Tenants of an old building in the center of Munich are featured in this film. Most of them are foreigners from Yugoslavia, Italy, Turkey, Greece, and elsewhere who work in Germany as Gastarbeiter, or “guest workers.” In their mother tongues, each tells who they are and briefly talks about their major worries, new hopes, and plans for the future. This film was shot in a just a few hours shortly after Žilnik moved to Germany. The process of communication with the protagonists and persuading them to take part in the movie offers a precious view into many issues that Žilnik will later face himself, also being a “guest worker.”

Žilnik continued working with the Gastarbeiter community in other films he made during this period. One of the most prominent and best reviewed of these films was the now lost Antrag (1974), in which he dealt with the dispute around the 1974 invasion of Cyprus among Turkish and Greek workers on a construction site. Four of Žilnik’s documentaries from the German period are lost, partly because he had to leave the country abruptly and partly because one of his producers, F. T. Aeckerle, moved to Africa.

 

Kenedi Goes Back Home (2003), 75 min

This is a story of Yugoslavs who left the country during the war and spent over ten years in Western Europe as refugees or in asylum. In the second half of 2002, the European Union sent many of these people back to Serbia and Montenegro together with their families, believing there was no longer any reason for their stay. Procedures for their return were usually very strict. Families were gathered during the night, transported to the airport, and sent to Belgrade on the first flight. To make things more dramatic, the majority of children born in Western European countries could speak and write the other language better than their mother tongue. As these families often had to sell everything they owned when leaving, they faced a situation back home where normal life was practically impossible.

Kenedi Goes Back Home follows two friends, Kenedi and Denis, as well as the Ibinci family from Kostolac during the first couple days after arriving at Belgrade Airport. We see them trying to find accommodation and searching for friends and other family members. Kenedi goes to Kosovska Mitrovica, where his family used to have a house, to which he now does not have access. The film focuses on the position of the Roma people as the most vulnerable part of the returned population.
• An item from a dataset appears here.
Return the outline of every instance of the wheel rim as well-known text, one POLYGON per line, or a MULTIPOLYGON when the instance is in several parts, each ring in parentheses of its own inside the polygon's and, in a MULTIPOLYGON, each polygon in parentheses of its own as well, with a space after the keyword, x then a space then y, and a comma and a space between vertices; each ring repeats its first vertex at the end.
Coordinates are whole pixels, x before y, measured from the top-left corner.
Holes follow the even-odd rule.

The making of this film began with research into the situation of children who were born or grew up in Germany and were now being forcibly deported back to Serbia. Žilnik filmed the kids as they sent regards to their former classmates, and when shown in public discussions and forums, this footage stirred public outrage. Žilnik was contacted by the German authorities and it came to light that the German government had given monetary support for each family to the Serbian government, but it never made its way to the deported families to assist their return. Consequently, Žilnik was not allowed at the airport to film the returnees, and by sending out a casting call for someone who spoke German, Serbian, and Romani, he met Kenedi, who could pretend he was at the airport to wait for relatives.
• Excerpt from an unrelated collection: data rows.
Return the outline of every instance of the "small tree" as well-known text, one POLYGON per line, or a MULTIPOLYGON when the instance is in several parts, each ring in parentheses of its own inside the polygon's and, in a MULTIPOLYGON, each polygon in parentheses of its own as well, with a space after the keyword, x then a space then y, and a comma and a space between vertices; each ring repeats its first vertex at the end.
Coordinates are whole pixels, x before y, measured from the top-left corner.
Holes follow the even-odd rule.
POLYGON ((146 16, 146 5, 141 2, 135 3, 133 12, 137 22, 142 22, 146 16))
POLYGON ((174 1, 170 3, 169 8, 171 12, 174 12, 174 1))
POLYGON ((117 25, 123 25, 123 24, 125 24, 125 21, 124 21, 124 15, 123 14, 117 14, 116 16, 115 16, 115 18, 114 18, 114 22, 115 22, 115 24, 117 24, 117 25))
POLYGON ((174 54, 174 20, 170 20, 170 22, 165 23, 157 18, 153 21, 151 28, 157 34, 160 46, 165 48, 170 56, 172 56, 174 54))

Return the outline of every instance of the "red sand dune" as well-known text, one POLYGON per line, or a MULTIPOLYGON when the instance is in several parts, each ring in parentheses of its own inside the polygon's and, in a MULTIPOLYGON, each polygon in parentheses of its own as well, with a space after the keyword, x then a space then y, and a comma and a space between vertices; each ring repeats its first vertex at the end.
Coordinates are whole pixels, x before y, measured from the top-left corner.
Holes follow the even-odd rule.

At the same time, Žilnik was contacted by the German Green Party, which sent five parliament members to Serbia to look into the embezzlement of the support funds for the refugees. When they visited expelled families and saw the dire situations in which they were living, the delegation asked Žilnik if he could put together an eighty-minute film to show at public cinemas in Germany. The Green Party held the opinion that good students and pupils should not be expelled from the country, as Germany needed educated workers. They paid for the production house Terra Film to produce a 35 mm print, and the film went on tour in North Rhine-Westfalia, Hessen, and Berlin. It stirred a lot of debate in the cities where it was screened, and even led to decisions in certain cities to stop the deportation of young people. The film was also shown in regional parliaments and at the European Parliament, as well as discussed at the Azilpolitische Forum Deutschland. The film won awards at film festivals in Herceg Novi and Novi Sad.